Jakarta, CNN Indonesia --
Indonesia merupakan negara yang kaya akan kebudayaan. Dengan populasi penduduk yang mencapai 250 juta jiwa, Indonesia memiliki 350 etnis suku dengan 483 bahasa dan budaya.
Akibat beragamnya etnik dan budaya di Indonesia, pemahaman dan penyembuhan terhadap penyakit pun beragam.
Profesor Riset Badan Penelitian dan Pengembangan Kesehatan, Lestari Handayani, mengatakan pada keadaan tertentu masyarakat masih nyaman menggunakan pendekatan budaya spesifik untuk menaggulangi masalah kesehatan. "Akses pelayanan kesehatan juga masih sangat terbatas," katanya, saat ditemui di Gedung Kemenkes, Jakarta, Senin (29/12).
Berikut lima jenis etnik yang masih mengandalkan budaya dalam penanganan kesehatan yang berhubungan dengan kesehatan ibu dan anak, pengobatan umum, dan penyakit menular yang dikutip dari Balitbangkes Kementerian Kesehatan RI.
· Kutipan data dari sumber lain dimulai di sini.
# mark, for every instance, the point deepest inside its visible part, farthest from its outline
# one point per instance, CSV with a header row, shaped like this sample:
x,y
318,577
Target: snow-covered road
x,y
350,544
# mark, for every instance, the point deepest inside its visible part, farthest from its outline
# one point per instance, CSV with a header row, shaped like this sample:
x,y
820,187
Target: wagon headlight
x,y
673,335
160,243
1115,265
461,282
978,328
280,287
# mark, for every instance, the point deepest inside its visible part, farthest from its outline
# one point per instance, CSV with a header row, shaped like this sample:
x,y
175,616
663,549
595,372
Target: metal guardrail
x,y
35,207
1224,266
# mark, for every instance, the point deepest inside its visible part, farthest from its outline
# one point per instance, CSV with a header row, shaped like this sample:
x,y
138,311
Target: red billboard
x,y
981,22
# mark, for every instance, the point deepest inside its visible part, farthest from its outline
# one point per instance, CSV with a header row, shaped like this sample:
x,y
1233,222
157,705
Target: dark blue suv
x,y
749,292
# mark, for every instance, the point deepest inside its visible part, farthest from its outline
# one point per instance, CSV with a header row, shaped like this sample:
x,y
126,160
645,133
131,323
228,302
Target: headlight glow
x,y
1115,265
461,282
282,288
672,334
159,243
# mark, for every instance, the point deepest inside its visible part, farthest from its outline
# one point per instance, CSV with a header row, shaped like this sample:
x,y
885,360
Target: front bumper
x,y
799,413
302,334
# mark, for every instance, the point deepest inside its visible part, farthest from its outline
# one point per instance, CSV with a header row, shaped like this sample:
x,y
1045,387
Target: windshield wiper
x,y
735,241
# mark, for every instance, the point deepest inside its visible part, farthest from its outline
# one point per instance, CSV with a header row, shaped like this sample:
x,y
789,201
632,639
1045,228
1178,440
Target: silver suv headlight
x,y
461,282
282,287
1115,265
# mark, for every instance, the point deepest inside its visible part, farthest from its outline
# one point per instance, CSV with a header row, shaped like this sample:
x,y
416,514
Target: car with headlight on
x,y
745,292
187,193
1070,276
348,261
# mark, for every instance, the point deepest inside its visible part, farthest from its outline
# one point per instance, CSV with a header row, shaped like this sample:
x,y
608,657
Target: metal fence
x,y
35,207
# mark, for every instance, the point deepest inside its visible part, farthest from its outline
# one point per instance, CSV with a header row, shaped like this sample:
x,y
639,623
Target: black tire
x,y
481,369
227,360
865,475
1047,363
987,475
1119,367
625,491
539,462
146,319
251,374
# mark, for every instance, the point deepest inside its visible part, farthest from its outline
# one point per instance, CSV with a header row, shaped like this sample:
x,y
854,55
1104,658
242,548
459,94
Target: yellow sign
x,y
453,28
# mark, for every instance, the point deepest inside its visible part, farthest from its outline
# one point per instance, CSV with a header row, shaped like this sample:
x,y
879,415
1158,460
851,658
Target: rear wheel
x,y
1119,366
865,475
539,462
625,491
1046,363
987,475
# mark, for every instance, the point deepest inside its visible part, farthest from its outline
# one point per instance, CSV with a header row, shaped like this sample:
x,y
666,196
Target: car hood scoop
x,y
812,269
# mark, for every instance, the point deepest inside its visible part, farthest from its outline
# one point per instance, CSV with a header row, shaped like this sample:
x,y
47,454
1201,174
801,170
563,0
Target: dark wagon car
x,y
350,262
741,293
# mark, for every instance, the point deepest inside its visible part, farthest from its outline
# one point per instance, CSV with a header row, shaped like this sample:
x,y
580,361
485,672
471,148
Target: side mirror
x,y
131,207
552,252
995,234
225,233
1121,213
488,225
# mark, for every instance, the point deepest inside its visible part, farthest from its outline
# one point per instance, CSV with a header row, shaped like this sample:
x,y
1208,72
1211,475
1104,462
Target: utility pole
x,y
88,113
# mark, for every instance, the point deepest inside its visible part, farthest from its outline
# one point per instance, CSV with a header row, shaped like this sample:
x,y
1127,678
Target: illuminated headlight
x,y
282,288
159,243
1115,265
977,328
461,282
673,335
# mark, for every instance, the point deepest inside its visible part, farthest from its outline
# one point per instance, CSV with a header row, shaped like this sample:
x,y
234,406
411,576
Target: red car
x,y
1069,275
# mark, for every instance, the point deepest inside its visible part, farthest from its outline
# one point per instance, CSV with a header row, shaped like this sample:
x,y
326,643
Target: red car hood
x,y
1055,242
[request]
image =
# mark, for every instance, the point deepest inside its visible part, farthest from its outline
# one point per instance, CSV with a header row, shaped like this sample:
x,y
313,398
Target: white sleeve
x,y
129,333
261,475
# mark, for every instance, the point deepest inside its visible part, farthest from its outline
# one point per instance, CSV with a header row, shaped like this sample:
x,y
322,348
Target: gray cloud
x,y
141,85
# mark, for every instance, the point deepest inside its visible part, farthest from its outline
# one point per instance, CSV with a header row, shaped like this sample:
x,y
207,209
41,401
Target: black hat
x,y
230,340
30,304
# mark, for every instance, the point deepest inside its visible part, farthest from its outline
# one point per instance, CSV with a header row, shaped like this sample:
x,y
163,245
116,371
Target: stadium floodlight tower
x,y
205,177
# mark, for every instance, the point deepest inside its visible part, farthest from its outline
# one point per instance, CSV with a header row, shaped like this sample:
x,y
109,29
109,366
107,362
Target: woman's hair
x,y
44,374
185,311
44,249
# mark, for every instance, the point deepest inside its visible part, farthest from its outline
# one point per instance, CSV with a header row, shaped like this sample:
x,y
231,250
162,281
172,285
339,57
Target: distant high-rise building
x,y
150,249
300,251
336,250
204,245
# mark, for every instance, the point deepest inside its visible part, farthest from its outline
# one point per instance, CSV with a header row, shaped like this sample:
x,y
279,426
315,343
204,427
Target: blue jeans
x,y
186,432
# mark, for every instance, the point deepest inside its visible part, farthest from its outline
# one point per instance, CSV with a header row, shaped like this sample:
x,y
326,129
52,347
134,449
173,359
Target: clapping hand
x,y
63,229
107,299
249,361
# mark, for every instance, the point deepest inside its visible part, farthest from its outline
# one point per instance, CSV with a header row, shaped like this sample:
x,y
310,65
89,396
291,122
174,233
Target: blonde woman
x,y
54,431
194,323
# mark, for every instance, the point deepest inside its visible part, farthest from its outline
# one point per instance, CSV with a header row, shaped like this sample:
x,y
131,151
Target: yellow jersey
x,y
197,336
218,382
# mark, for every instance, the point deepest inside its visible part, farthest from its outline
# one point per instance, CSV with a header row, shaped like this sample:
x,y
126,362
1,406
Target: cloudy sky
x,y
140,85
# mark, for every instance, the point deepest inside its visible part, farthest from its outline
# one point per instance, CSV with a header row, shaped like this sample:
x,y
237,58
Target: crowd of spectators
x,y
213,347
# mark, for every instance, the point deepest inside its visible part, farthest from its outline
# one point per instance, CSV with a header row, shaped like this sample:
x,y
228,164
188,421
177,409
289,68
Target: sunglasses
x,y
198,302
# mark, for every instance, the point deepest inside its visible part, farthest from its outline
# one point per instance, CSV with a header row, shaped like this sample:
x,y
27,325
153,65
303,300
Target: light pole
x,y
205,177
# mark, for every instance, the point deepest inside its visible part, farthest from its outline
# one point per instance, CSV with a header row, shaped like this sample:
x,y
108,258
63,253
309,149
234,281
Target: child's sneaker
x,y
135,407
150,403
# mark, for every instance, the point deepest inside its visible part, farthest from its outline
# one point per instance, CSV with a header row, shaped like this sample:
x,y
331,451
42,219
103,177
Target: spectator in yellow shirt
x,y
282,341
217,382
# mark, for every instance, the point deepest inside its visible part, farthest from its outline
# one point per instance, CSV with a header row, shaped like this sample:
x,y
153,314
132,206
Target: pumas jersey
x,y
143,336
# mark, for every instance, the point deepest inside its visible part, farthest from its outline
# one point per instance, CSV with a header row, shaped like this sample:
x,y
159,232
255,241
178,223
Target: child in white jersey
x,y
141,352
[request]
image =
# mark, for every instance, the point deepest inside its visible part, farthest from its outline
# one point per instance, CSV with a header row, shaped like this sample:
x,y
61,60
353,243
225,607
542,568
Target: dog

1. Tradisi oyog untuk ibu hamil
Tradisi oyog merupakan tradisi menggoyang-goyangkan perut ibu hamil yang dilakukan oleh etnis Jawa di Desa Dukuh Widara, Kecamatan Pabedilan, Kabupaten Cirebon, Jawa Barat. Tradisi ini dilakukan sejak usia kehamilan menginjak bulan ketiga sampai bulan kesembilan. Biasanya tradisi ini dilakukan oleh dukun bayi setempat.
Masyarakat setempat menilai, tradisi oyog bermanfaat untuk mengurangi berbagai keluhan pada kehamilan, melancarkan proses persalinan, dan memberikan kenyamanan dan rasa tenang.
2. Pengobatan oleh Topo Tawoi
Topo Tawui adalah dukun yang melakukan semua pengobatan penyakit, termasuk persalinan, dengan meniup bagian tubuh yang sakit tanpa menggunakan alat apapun. Mayoritas persalinan pada etnis Kaila Da'a di Desa Wulai, Kecamatan Bambalamotu, Kabupaten Mamuju Utara, Sulawesi Tengah, dilakukan di rumah dengan banguan Topo Tawui.
Persalinan yang dilakukan di rumah dianggap wajar karena sudah dilakukan turun temurun. Mereka pun merasa lebih nyaman melakukan persalinan dengan Topo Tawui karena alat kelamin ibu tertutup oleh sarung.
3. Kematian bayi karena makhluk gaib
Tingginya angka kematian bayi pada etnis Laut di Desa Tanjung Pasir, Kabupaten Indragiri Hilir, Riau, masih dipercaya disebabkan oleh kepercayaan bahwa penyakit yang menyerang disebabkan oleh keteguran, kelintasan dan tekene yang merupakan makhluk gaib.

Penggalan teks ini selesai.